America: Encounter the Pope
The Pope is coming to America. I’ll be with the crowds in D.C. and New York this week, live-blogging my experience of the pope’s visit, and the experiences of the pilgrims and bystanders around me.
Secular media coverage has positioned America front-and-center of the trip. I’d like to do the reverse. In my mind, the pope isn’t just coming to America; this is a chance for Americans to come to Benedict XVI-to engage him, encounter his message, listen, absorb, pray, reflect.
The pope arrives in Washington DC later today and leaves from New York on Sunday April 20th. In between, he’ll meet with President Bush, address the U.S. bishops, speak to Catholic educators, hold an interreligious gathering, visit a synagogue, visit Ground Zero, and say mass at Nationals Park, St. Patrick’s Cathedral and Yankee Stadium. Oh, he’ll also turn 81 and celebrate his third year as Pastor of the Universal Church.
The media speak of the ‘enigma’ of Benedict XVI. Certain qualities are remarked upon: his quiet demeanor, subtle wit, razor-sharp intelligence; his love of cats and the music of Mozart. These characteristics comprise only a sketch, not a full portrait of the man. Who is he? US News reported that “even Benedict’s staunchest supporters admit that American Catholics have, at best, a dim sense of the man.” An Associated Press writer put it more bluntly: “Americans don’t know much about Benedict.”
Temperamental differences between Benedict and his popular predecessor, John Paul II, are cited as reasons for Benedict’s relative obscurity: introvert vs. extrovert, fine-tuner vs. big-thinker, scholar vs. rock star, etc. JPII was effortlessly charismatic, a natural communicator and confident protagonist in the public eye. Benedict XVI is more teacher than actor; more comfortable in a study than on the stage.
Yet I believe it’s only partially the pope’s fault if he seems shadowy or mysterious to the Catholic public. True, it’s the pope’s responsibility to engage the Catholic faithful, but it’s our responsibility to engage the pope.

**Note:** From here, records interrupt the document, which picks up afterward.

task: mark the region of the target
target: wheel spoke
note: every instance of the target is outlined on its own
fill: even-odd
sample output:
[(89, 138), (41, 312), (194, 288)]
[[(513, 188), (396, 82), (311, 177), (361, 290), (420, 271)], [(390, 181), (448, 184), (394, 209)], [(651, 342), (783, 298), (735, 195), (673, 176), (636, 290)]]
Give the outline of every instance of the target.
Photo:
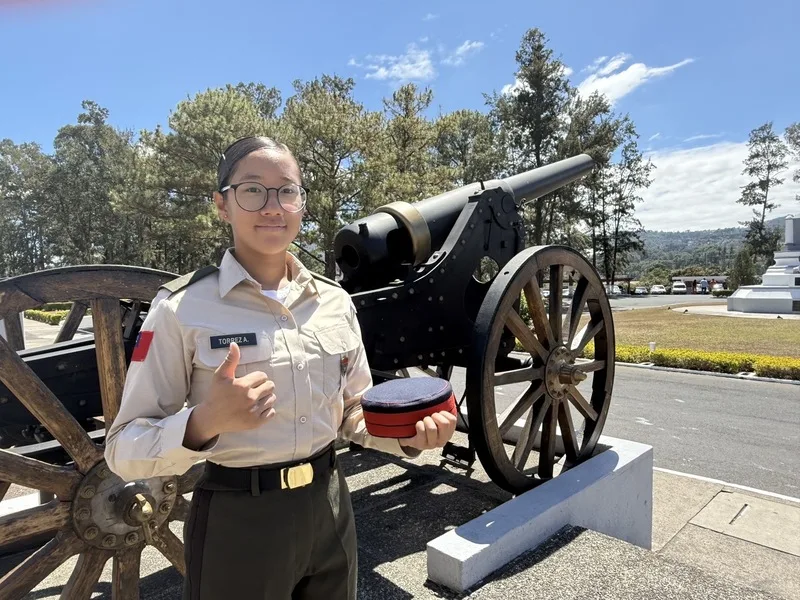
[(86, 473), (103, 458), (102, 451), (95, 446), (75, 417), (2, 338), (0, 380), (61, 443), (81, 473)]
[(547, 350), (539, 343), (533, 332), (528, 329), (528, 325), (522, 320), (517, 311), (508, 311), (506, 325), (528, 352), (537, 355), (542, 362), (547, 360)]
[(39, 535), (55, 535), (69, 522), (69, 509), (69, 502), (53, 500), (0, 517), (0, 547)]
[(503, 371), (494, 376), (495, 385), (510, 385), (523, 381), (537, 381), (544, 377), (544, 367), (525, 367), (513, 371)]
[(128, 320), (125, 323), (125, 332), (122, 334), (125, 339), (130, 339), (133, 335), (133, 328), (136, 326), (136, 321), (139, 318), (139, 313), (142, 311), (142, 301), (134, 300), (131, 311), (128, 314)]
[(6, 492), (8, 491), (8, 488), (10, 488), (10, 487), (11, 487), (11, 482), (9, 482), (9, 481), (0, 481), (0, 501), (2, 501), (3, 498), (5, 498)]
[(596, 336), (598, 333), (600, 333), (600, 331), (602, 329), (603, 329), (603, 321), (602, 320), (600, 320), (600, 321), (598, 321), (597, 323), (594, 323), (594, 324), (592, 324), (591, 322), (587, 323), (584, 326), (584, 328), (581, 330), (582, 331), (582, 333), (581, 333), (581, 341), (578, 342), (577, 346), (574, 345), (574, 341), (573, 341), (573, 345), (570, 346), (570, 350), (572, 351), (572, 356), (575, 356), (575, 357), (579, 356), (580, 353), (583, 352), (583, 349), (586, 347), (586, 344), (588, 344), (590, 341), (592, 341), (594, 339), (594, 336)]
[(122, 341), (122, 318), (119, 300), (92, 300), (94, 344), (100, 376), (100, 397), (106, 433), (119, 412), (125, 385), (125, 346)]
[(574, 385), (567, 386), (567, 396), (570, 401), (575, 405), (575, 408), (587, 419), (591, 421), (597, 420), (597, 411), (592, 405), (583, 397), (580, 390)]
[(81, 475), (71, 467), (51, 465), (0, 449), (0, 480), (51, 492), (64, 501), (72, 500), (75, 488), (81, 482)]
[(522, 471), (525, 468), (525, 463), (528, 462), (528, 457), (533, 449), (533, 444), (536, 441), (536, 435), (539, 433), (539, 428), (544, 421), (545, 413), (550, 407), (552, 399), (548, 395), (541, 396), (531, 408), (531, 412), (525, 419), (525, 426), (520, 432), (517, 445), (514, 447), (514, 454), (511, 458), (516, 468)]
[(503, 414), (498, 418), (498, 421), (501, 421), (501, 437), (511, 429), (511, 426), (517, 422), (517, 419), (525, 414), (526, 410), (533, 406), (534, 402), (542, 397), (542, 394), (544, 394), (544, 383), (540, 383), (537, 386), (531, 385), (525, 390), (525, 393), (522, 394), (516, 404), (503, 411)]
[(575, 293), (572, 296), (572, 304), (569, 307), (569, 330), (567, 332), (567, 348), (572, 347), (572, 342), (575, 340), (575, 332), (578, 331), (578, 325), (581, 321), (583, 314), (583, 307), (586, 304), (586, 298), (589, 295), (589, 280), (586, 277), (581, 277), (578, 280), (578, 285), (575, 286)]
[[(561, 343), (561, 300), (563, 296), (564, 267), (550, 266), (550, 328), (556, 345)], [(552, 347), (552, 346), (551, 346)]]
[(139, 600), (139, 565), (142, 546), (135, 546), (114, 555), (111, 573), (112, 600)]
[(186, 471), (186, 473), (184, 473), (183, 475), (179, 475), (178, 493), (188, 494), (189, 492), (193, 491), (194, 486), (197, 484), (205, 468), (206, 468), (205, 463), (200, 462), (197, 463), (196, 465), (192, 465), (191, 467), (189, 467), (189, 470)]
[(169, 562), (178, 570), (178, 573), (186, 577), (186, 562), (183, 555), (183, 542), (178, 539), (169, 526), (164, 525), (153, 536), (153, 546), (163, 554)]
[(189, 511), (192, 504), (183, 496), (175, 496), (175, 506), (172, 507), (172, 512), (169, 513), (170, 521), (183, 521), (184, 523), (189, 520)]
[(606, 361), (604, 360), (593, 360), (591, 362), (586, 363), (578, 363), (575, 365), (584, 373), (594, 373), (595, 371), (599, 371), (601, 369), (606, 368)]
[(558, 400), (553, 398), (547, 407), (542, 427), (542, 443), (539, 444), (539, 477), (553, 478), (553, 464), (556, 459), (556, 426), (558, 424)]
[(0, 579), (0, 598), (23, 598), (61, 563), (85, 547), (71, 531), (62, 532)]
[(64, 319), (64, 324), (61, 325), (61, 329), (58, 330), (58, 335), (56, 335), (55, 339), (56, 343), (66, 342), (75, 337), (75, 333), (78, 331), (78, 327), (80, 327), (81, 319), (83, 319), (86, 314), (87, 308), (89, 308), (89, 305), (80, 300), (76, 300), (72, 303), (67, 318)]
[(553, 339), (553, 330), (547, 323), (547, 313), (544, 310), (542, 289), (539, 287), (539, 282), (536, 281), (534, 277), (525, 284), (522, 291), (525, 296), (525, 301), (528, 303), (528, 312), (531, 315), (536, 336), (540, 340), (547, 340), (547, 347), (552, 349), (555, 340)]
[(14, 351), (25, 349), (25, 332), (19, 322), (19, 314), (9, 315), (3, 322), (6, 325), (6, 338)]
[(561, 402), (558, 405), (558, 426), (561, 428), (561, 441), (564, 444), (564, 453), (567, 461), (575, 463), (578, 461), (578, 438), (575, 435), (575, 426), (572, 424), (572, 413), (569, 404)]
[(89, 600), (111, 556), (111, 552), (94, 549), (82, 553), (61, 592), (61, 600)]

In his writings-whether as Joseph Ratzinger or as Benedict XVI-the pope is absolutely transparent. His prose is lucid, crystalline. The ‘enigma’ of Benedict dissolves when you encounter his written work, especially his two encyclicals: Deus Caritas Est (God is Love) and Spe Salvi (Saved by Hope). Like his beloved Mozart, Ratzinger is able to yield nuance and variation from the simplest yet most beautiful of scriptural themes: God is love, faith is hope, and Christ is the human face of the Father.
Benedict XVI writes with clarity, subtlety and profundity. These are not qualities we are conditioned to expect (or maybe even desire?) from our leaders. Perhaps we would rather the pope behaved like a politician: highly visible, aggressively communicative, and cannily persuasive. But imagine it: the pope catering to the media, delivering tele-prompted speeches written by a crack team of writers, trying to be everything to everyone, speaking in easily-digested sound-bites and endlessly looped slogans (and maybe even switching stances on fundamental issues to kowtow to current trends). The thought makes me shudder. Benedict XVI is not a politician, a diplomat, a symbol, or a merely a public figure: he is the pope.

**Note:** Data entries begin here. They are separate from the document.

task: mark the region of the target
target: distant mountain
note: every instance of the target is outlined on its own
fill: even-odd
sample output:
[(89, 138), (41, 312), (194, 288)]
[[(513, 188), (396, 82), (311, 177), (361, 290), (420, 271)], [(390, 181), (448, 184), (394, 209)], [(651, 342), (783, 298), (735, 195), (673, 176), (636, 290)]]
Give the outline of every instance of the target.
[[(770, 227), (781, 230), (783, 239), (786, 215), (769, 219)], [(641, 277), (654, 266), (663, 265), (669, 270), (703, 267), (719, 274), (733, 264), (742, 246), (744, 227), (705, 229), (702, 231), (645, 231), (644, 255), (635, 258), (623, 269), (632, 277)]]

Pope Benedict XVI may differ from JPII in approach, but not in message. The two were of one mind. The message he brings to America is enduring: Christ Our Hope. Benedict proposes Christianity as a path to walk with Christ in a communion of believers, a personal encounter with God mediated by the Son, whose love for mankind extended to suffering and death on the cross.
To counter this message, the secular media chants the same statistics like a litany: fewer priests, the sex-abuse scandal, an indifferent laity, the financial woes of the Church. These crises must be confronted, but the pope reminds us that change can’t only come from without, but must begin within the heart of human person. Christ was not a politician or a revolutionary in the social sense - the revolution was interior, not exterior. In other words, has the Church failed us or have we failed the Church?
On this trip, I don’t want to challenge the pope to meet my demands. I want to challenge myself to meet the pope’s demands. I don’t want to take stock of the American church, I want to stock of myself in the Universal Church. I want to meet the pope. Not by shaking his hand or getting his autograph, but by reading his work, listening to his words, and enjoying his presence.
Check back for updates as I tread the pilgrim trail from Washington to New York. As is so often the case, Msgr. Lorenzo Albacete put it best, and I hope his words will form the backdrop to my experience of the pope’s visit:
“Pope Benedict XVI will be with us not just as Joseph Ratzinger in his brilliance as a philosopher, as a theologian, as a pastor, but he will also be with us as the fleshly assurance that it is possible today to encounter Jesus Christ in the flesh; that it is as much possible in the year 2008 as it was that afternoon at four p.m. when John and Andrew first saw him and tentatively followed.”